Good point about the evolution of human society and Ehrman's comments.

"Might makes right", like the jungle's rule of "kill or be killed" is far older than written human history. The social evolution of Buddhist and, later, Christian ideology was a progression that allows the world we live in today to exist.

Putin is a throwback. The dictators in emerging nations are less common now than they were 100 years ago. Trump's wannabe dictatorship is also a throwback ideology since it seeks to serve the few over the many. Notice that, like Trump, Putin and other dictators do not follow the precepts of Buddhism or Christianity. They'll go through the ceremony, or sleep through it as Trump does, but they don't walk the walk since they are really atheists who do not believe in anything except their material existence.
Everything about Trump's,whatever you call this era,wraps around feeding his enormous Ego! Everything else smoke and mirrors.
 
You said morality was rational and based on the self-interest of mutual cooperation.

What Schindler and Perlasca did was irrational by any scientific logical definition, and it wasn't based on the philosophy of mutual cooperation for mutual advantage.

It was based on selfless self-sacrifice on behalf of total strangers, and the moral recognition of objective evil and absolute wrong.
There is a logic to "mutually assured survival" just as there is to "mutually assured destruction". Morality is based on mutual interests, at least on a secular level. On a spiritual level, many religions and spiritual beliefs across cultures seem to recognize a natural harmony with others, including nature itself.

Schindler and Perlasca can be partly attributed to upbringing along with an individual sense of morality based upon their upbring. Some people are naturally more caring than others. I don't know how much of that is genetic, family upbringing and social conditioning.
 
If a person believes in a creator of the dichotomic Universe, then they should also believe that people can't choose to be good if there is no such thing as evil. If people are to be given a choice, then they must have at least two options.

FWIW, I don't believe in evil as a force. Evil is simply the absence of good like cold is the absence of heat or darkness the absence of light.
People knowingly commit evil daily!
 
I never thought justice would always prevail. Depending on one’s opinion on what defines justice, sometimes it does, sometimes it doesn’t. Whether it dominates is anyone’s guess.

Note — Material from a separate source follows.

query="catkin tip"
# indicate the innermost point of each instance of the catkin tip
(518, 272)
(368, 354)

There is no such thing as an unchanging moral code. Our views of morality are much different than they were when the Gospels were written. And even more so with the OT. They are different from culture to culture, as well. Humans define morality, not some hidden deity. Not only do humans, as a group, define morality, individuals have their own views. Gay marriage and sex being the first that comes to mind.

Your god, through his churches, has changed his mind even in our times. Interracial marriage, gay marriage. Not so unchanging, is it?

Yep, sin is a theological concept. I have never sinned.
Men run Church's not YHWH! Organized Religion has little to do with
YHWH.
 
There is a logic to "mutually assured survival" just as there is to "mutually assured destruction". Morality is based on mutual interests, at least on a secular level. On a spiritual level, many religions and spiritual beliefs across cultures seem to recognize a natural harmony with others, including nature itself.

Schindler and Perlasca can be partly attributed to upbringing along with an individual sense of morality based upon their upbring. Some people are naturally more caring than others. I don't know how much of that is genetic, family upbringing and social conditioning.
Good point.
Mutual cooperation is found across the animal world, and can be explained by Darwinian scientific principles.

I don't think Perlasca and Schindler had a better moral upbringing, or a more finely tuned moral sensibility than most people.

What they had was courage.

When the vast majority of people hear about what Oskar or Giorgio did, they agree wholeheartedly with it and commend it. But most people, even if they know absolute right from absolute wrong, are not able to be heroes.